What explains this paradox?
The problem is the English language. “Corruption” is a broad term that encompasses many diverse activities, only some of which are completely negative. In English, however, these are all grouped together in a way that does not allow for differentiation—forcing every activity into one rubric.
In many countries, corruption actually is not viewed negatively but is seen as a positive force and reflects a value system that prioritizes loyalty to family and clan over that to an impersonal institution. In such places, it may be so important to maintaining stability and reinforcing the glue that holds together a state that eliminating it—which would be impossible in any case—would have dire consequences.

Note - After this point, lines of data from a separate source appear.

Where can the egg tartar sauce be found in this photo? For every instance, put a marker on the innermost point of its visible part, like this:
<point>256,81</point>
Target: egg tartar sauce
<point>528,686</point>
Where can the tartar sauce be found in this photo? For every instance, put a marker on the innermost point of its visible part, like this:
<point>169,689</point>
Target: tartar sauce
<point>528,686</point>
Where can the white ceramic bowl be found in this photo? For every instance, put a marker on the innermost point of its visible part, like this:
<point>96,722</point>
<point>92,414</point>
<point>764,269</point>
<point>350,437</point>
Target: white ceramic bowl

As one writer on Pakistan commented, “Western language about ‘corruption’ in Pakistan suggests that it can and should be cut out of the political system; but in so far as the political system runs on patronage and kinship, and corruption is intertwined with patronage and kinship, to cut it out would mean gutting Pakistan’s society like a fish.”
Corruption itself comes in many forms—and has a wide range of influences on economic activity—only some of which are as evil as the whole bunch is made out to be.
In China, for instance, although corruption is deeply rooted and widespread, it does not necessarily determine the allocation of key resources in most cases. While it serves to reduce efficiency, increase costs, and can produce egregious results at times, given the low overall level of development in the country, it does not have a large effect on growth (though this will change as the country grows richer). On the contrary, it may actually act as a lubricant to circumvent stifling regulations and smooth the establishment of the trust necessary for businesspeople to have enough confidence in officials to want to invest at times.
The same situation has existed in various forms across much of East Asia—including in Korea, Indonesia, and Thailand—at similar stages in their development. Cambodia, which ranked 154th out of 178 countries worldwide on Transparency International’s 2010 Corruption Perceptions Index, has seen rapid growth for two decades.
In contrast, in the Philippines, Central Asia, and most of Africa, Latin America, and the Middle East, corruption is much more predatory, with interest in personal gain or in getting access to resources to buy the loyalty of various supporters triumphing any legitimate activity.
Languages with a richer set of vocabulary to describe corruption are better equipped to explain its various permutations. For example, the Italian spintarella (meaning “a little push”), Greek fakelaki (“a little envelope”), French pot-de-vin (“a glass of wine”), Chinese chaqian (“tea-money”), Portuguese gaseoso (“soft drink”), Spanish mordida (“a bite”), Egyptian ashaan ad-dukhaan ( “something for your cigarettes”), and Syrian finjaan ‘ahwa (“a cup of coffee”) all suggest payments that are quite small and not too serious violations. In contrast, the Slovak pod stolom (“under the table”), the Korean noemul (“giving goods in secret”), and Japanese kuroi kiri (“black mist”) all suggest something much more sinister. Of course everything is relative—what appears relatively innocuous to one person may be quite sinister to another!
Some scholars consider the differing levels of public trust (i.e., the level of trust between strangers) the determining factor behind which type of corruption a country has. Others deem the deciding factor the degree to which a political elite can operate with a long-term horizon and can centralize economic rents.
Countries would be far better off without corruption (and associated practices such as rent-seeking and neopatrimonialism) in the long term. But they should not always be seen as the primary barrier to progress at early stages of development. Instead, other problems—such as weak social cohesion or the lack of security for investments—are probably at work. Corruption is typically a symptom of a deeper malaise, not the cause of that malaise. A better understanding of the phenomenon as it exists in a specific country is essential for that country to judge whether efforts to tackle corruption should be high on its reform agenda. In some places and at some times, it may not be nearly as important as other reforms.